The release of the Iraq documents, some 391,000 in number, was originally set for August. But a week before that happened, Julian Assange told The Guardian’s David Leigh that he wanted a more diverse group of partners for this round, “and asked that Leigh delay publication to give the other outlets time to prepare programs,” Sarah Ellison would recount in Vanity Fair.
Leigh said he’d agree to a six-week delay if Assange handed over so-called “package three,” the biggest leak of all (which would become Cablegate). According to Leigh, Assange said, “You can have package three tonight, but you have to give me a letter signed by The Guardian editor saying you won’t publish package three until I say so.” Leigh agreed.

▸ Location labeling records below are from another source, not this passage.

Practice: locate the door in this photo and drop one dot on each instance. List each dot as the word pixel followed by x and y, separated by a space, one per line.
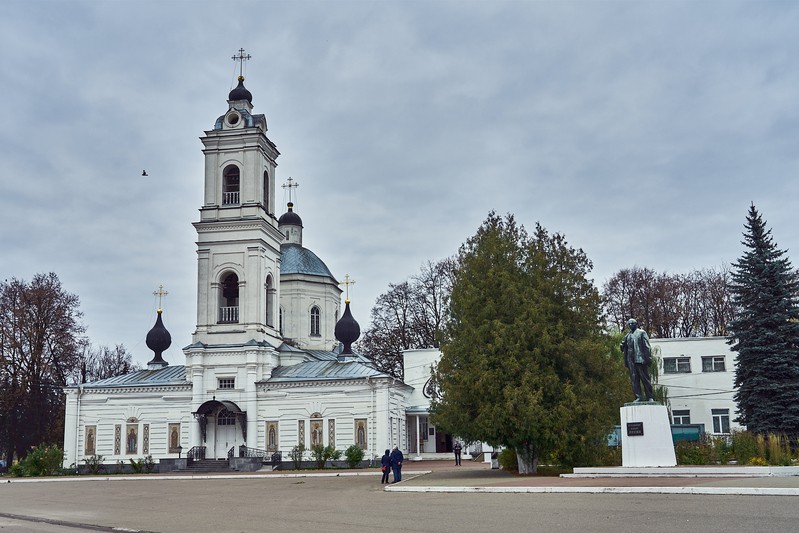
pixel 225 433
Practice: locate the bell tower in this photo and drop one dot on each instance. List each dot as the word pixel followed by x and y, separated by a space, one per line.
pixel 238 241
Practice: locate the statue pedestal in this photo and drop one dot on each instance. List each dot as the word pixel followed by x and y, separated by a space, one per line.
pixel 646 436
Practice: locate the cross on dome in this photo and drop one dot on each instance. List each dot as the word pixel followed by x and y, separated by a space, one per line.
pixel 160 293
pixel 347 282
pixel 241 58
pixel 290 184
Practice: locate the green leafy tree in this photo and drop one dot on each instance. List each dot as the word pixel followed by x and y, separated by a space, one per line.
pixel 41 339
pixel 765 333
pixel 527 364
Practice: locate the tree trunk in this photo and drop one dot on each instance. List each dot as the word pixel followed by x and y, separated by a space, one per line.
pixel 527 459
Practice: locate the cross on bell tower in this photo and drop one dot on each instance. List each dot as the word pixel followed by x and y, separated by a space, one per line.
pixel 241 58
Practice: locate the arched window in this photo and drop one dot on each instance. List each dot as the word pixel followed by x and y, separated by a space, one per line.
pixel 230 185
pixel 266 191
pixel 229 299
pixel 270 302
pixel 315 315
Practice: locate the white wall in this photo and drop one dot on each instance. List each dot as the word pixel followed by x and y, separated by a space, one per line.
pixel 697 391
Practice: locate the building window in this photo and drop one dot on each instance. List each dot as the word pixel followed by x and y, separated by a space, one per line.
pixel 270 302
pixel 266 191
pixel 681 416
pixel 676 365
pixel 315 315
pixel 226 383
pixel 230 185
pixel 229 300
pixel 714 363
pixel 721 420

On October 22, the Iraq War Logs arrived. As with the Afghan logs, WikiLeaks had obviously set a tight embargo time and coordinated the release with the news outlets carefully. At a press conference in London, Assange said that this “constituted the most comprehensive and detailed account of any war ever to have entered the public record.” The 391,000 documents would set a new world record for leaks—the Afghanistan trove held a paltry 77,000 docs—but who was counting?
These military incident and intelligence reports “are used by desk officers in the Pentagon and troops in the field when they make operational plans and prepare briefings on the situation in the war zone,” The New York Times explained. “Most of the reports are routine, even mundane, but many add insights, texture and context to a war that has been waged for nearly nine years.”

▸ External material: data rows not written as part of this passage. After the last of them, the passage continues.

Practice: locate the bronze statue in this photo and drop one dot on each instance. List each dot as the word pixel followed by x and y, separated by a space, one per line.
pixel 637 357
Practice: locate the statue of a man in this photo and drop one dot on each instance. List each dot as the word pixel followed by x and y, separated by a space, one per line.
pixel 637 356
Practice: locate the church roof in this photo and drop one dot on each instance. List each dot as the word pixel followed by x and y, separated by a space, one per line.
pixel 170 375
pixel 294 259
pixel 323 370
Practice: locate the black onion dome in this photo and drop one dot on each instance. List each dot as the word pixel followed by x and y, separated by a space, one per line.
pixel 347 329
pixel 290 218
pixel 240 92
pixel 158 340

The Times posted its deep package of “War Logs” stories about 5 pm ET. Arriving about the same time over in London, the Guardian’s coverage focused on shocking updates on civilian deaths in Iraq and the US military’s role in allowing the torture of detainees by Iraqis. The Times covered those subjects, too, but seemed equally interested in the role of other countries in that war, particularly Iran.
Assange, in a CNN interview, again charged that the US had committed “war crimes.” Secretary of State Clinton quickly condemned the WikiLeaks move.

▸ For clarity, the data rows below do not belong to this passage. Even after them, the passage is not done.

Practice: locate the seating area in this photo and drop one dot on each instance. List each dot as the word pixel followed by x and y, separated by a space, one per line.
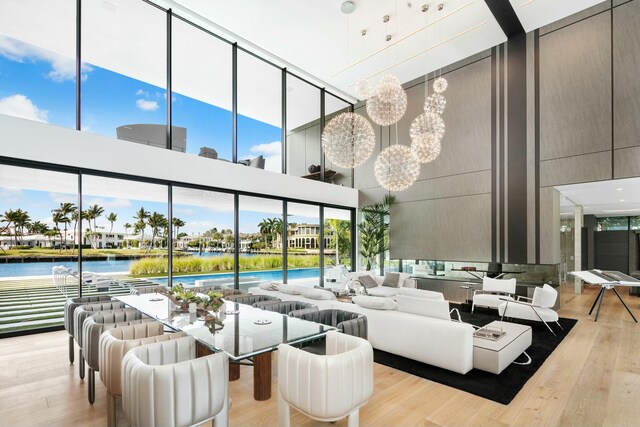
pixel 319 214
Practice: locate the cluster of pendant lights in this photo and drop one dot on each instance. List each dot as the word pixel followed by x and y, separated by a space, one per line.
pixel 348 139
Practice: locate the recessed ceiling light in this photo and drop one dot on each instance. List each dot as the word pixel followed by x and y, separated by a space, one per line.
pixel 348 7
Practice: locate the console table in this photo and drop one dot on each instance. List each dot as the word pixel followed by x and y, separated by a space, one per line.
pixel 607 280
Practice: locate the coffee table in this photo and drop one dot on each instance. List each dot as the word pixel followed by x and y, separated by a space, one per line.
pixel 495 356
pixel 246 334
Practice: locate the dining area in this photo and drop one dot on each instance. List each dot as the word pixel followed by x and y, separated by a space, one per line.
pixel 167 364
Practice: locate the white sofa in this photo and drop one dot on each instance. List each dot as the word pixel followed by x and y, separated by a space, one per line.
pixel 442 343
pixel 381 291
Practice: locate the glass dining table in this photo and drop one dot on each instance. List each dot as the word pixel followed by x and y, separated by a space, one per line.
pixel 248 335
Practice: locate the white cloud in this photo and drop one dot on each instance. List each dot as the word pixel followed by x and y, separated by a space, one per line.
pixel 19 105
pixel 145 105
pixel 62 67
pixel 272 148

Getting in on the WikiLeaks action for the first time, Al Jazeera suggested that the real bombshell was the US allowing Iraqis to torture detainees. Documents revealed that US soldiers sent 1,300 reports to headquarters with graphic accounts, including a few about detainees beaten to death. Some US generals wanted our troops to intervene, but Pentagon chiefs disagreed, saying these assaults should only be reported, not stopped. At a time the US was declaring that no torture was going on, there were forty-one reports of such abuse still happening “and yet the US chose to turn its back.